Four-Layer Security¶
1. Transport Layer — TLS 1.3 with mutual authentication¶
All traffic between clients, the relay, and servers is encrypted with TLS 1.3 on port 443. Caddy handles TLS termination on the relay with automatic certificate provisioning via Let's Encrypt (ACME). To any firewall, proxy, or DPI system, Tunnel Whisperer traffic is indistinguishable from standard HTTPS.
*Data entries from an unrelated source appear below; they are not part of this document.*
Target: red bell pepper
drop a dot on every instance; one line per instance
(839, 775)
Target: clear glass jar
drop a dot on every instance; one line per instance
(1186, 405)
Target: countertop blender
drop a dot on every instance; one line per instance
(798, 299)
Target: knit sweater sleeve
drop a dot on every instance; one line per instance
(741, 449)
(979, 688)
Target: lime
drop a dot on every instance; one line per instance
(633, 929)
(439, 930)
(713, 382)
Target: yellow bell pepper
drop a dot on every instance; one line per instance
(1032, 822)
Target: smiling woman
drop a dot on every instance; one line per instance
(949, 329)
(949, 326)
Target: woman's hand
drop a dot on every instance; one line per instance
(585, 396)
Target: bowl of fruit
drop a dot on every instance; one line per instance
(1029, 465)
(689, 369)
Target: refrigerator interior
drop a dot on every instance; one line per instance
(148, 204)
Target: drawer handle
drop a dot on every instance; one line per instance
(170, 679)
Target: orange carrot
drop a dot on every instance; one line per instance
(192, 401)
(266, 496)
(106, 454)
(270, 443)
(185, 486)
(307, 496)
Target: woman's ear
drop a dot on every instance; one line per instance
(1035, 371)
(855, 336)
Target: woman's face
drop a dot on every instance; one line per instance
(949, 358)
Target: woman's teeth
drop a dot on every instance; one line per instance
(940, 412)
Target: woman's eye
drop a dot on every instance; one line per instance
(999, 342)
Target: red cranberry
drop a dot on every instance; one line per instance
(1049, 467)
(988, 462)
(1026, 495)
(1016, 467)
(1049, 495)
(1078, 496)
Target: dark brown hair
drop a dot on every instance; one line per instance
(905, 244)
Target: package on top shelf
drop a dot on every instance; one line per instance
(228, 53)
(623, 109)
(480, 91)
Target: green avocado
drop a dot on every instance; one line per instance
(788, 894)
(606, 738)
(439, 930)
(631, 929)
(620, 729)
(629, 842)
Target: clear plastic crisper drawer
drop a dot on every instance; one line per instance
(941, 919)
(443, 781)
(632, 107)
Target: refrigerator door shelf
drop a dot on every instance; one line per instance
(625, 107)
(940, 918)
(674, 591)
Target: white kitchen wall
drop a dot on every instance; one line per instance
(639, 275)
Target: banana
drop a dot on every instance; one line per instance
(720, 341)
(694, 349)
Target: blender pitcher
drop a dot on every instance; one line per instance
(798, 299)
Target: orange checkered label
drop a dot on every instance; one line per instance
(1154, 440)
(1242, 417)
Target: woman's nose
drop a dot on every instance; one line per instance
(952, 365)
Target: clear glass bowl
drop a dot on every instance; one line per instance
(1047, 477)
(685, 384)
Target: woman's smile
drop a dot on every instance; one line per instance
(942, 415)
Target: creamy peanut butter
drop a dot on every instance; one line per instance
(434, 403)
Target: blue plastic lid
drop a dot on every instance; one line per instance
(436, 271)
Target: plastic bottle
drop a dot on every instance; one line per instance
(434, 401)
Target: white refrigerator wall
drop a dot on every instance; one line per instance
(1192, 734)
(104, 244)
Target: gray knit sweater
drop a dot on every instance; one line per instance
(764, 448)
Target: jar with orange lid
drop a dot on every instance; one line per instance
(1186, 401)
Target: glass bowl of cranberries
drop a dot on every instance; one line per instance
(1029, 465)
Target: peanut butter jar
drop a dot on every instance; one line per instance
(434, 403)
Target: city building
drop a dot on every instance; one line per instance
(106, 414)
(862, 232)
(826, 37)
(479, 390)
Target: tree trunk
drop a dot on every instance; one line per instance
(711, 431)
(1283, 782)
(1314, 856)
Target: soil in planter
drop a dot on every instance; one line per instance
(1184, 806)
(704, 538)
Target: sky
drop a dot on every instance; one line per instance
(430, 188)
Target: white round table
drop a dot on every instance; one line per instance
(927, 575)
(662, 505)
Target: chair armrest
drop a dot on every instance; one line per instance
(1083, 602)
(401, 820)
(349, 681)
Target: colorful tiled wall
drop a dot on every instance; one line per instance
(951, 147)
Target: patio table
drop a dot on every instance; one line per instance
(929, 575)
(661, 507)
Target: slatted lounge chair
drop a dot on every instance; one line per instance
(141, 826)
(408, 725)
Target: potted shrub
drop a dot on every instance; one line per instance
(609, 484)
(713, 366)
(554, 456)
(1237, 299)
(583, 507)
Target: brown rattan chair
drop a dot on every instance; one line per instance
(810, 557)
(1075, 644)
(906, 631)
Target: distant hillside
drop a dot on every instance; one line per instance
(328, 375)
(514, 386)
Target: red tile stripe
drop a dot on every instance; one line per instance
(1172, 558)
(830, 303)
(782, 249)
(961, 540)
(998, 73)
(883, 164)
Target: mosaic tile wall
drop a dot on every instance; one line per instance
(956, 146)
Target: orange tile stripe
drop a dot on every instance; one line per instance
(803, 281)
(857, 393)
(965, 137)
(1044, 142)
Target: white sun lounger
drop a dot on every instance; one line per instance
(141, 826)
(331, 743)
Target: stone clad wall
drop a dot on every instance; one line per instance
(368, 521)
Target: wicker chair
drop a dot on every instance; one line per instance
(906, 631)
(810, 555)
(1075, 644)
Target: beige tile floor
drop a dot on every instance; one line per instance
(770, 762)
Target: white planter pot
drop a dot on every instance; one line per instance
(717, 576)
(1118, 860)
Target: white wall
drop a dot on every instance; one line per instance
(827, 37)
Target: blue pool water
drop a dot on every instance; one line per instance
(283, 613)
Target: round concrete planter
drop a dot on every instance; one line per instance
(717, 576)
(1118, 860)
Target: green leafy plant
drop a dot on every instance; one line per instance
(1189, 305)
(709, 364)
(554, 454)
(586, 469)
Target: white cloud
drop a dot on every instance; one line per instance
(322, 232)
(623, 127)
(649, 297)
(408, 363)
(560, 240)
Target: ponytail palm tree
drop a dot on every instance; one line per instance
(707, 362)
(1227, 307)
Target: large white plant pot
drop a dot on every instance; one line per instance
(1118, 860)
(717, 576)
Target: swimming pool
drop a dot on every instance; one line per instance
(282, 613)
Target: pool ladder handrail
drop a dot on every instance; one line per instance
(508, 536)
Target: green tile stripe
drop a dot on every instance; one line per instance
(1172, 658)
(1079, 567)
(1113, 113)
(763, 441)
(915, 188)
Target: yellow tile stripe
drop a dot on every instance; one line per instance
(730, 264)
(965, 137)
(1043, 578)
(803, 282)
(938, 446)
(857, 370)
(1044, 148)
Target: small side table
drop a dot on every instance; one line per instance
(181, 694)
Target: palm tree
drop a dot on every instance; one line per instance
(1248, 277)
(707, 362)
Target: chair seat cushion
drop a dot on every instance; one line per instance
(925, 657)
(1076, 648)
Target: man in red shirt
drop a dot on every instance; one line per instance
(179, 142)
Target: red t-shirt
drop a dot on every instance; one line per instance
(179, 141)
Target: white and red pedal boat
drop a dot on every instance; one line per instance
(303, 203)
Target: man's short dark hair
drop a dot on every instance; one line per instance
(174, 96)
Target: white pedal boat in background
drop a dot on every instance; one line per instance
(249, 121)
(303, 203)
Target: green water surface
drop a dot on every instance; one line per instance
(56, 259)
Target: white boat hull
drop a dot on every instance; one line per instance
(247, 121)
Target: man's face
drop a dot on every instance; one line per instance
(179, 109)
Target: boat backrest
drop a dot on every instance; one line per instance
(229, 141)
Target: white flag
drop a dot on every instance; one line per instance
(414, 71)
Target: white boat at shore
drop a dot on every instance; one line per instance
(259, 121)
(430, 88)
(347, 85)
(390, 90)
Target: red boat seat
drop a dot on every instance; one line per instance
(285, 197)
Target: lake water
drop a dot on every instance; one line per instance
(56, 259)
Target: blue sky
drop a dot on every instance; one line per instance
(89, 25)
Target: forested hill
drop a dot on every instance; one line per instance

The handshake is mutual: the relay is configured with client_auth require_and_verify, so every connection must also present an X.509 client certificate signed by the server's own certificate authority. Connections without a trusted certificate are rejected at the handshake — this is the relay's primary admission control. See Relay Authentication.
2. Protocol Layer — Xray VLESS + XHTTP¶
Inside the TLS envelope, the VLESS protocol tags each user with a UUID and splits data across standard HTTP requests via the XHTTP transport. The XHTTP transport makes traffic patterns resilient against restrictive network environments. The relay forwards encrypted streams without reading application data. Since admission is now decided by the certificate gate above, the UUID functions as defense-in-depth rather than the security boundary.
3. Session Layer — Ed25519 SSH¶
The innermost layer is a full SSH session using Ed25519 public key authentication (256-bit elliptic curve). SSH handles end-to-end encryption between client and server, and enforces per-user port restrictions via permitopen directives in authorized_keys. No passwords are used — there is no brute-force attack surface.
Zero-Trust Relay Principle¶
The relay is a blind, gated forwarder
The relay VM never sees plaintext application data. It stores no user credentials, no SSH keys, and no application secrets. It acts purely as an encrypted transport passthrough — forwarding opaque TLS streams between clients and servers. Its only knowledge is the public CA certificate(s) it has been told to trust, which it uses to admit or reject connections at the TLS handshake.
Compromise of the relay does not expose:
- User data or application traffic (encrypted end-to-end by SSH)
- SSH private keys (stored only on client and server)
- CA private keys (the relay holds only public CA certificates; signing keys never leave the server)
- User credentials (UUID auth is per-session, keys never transit the relay)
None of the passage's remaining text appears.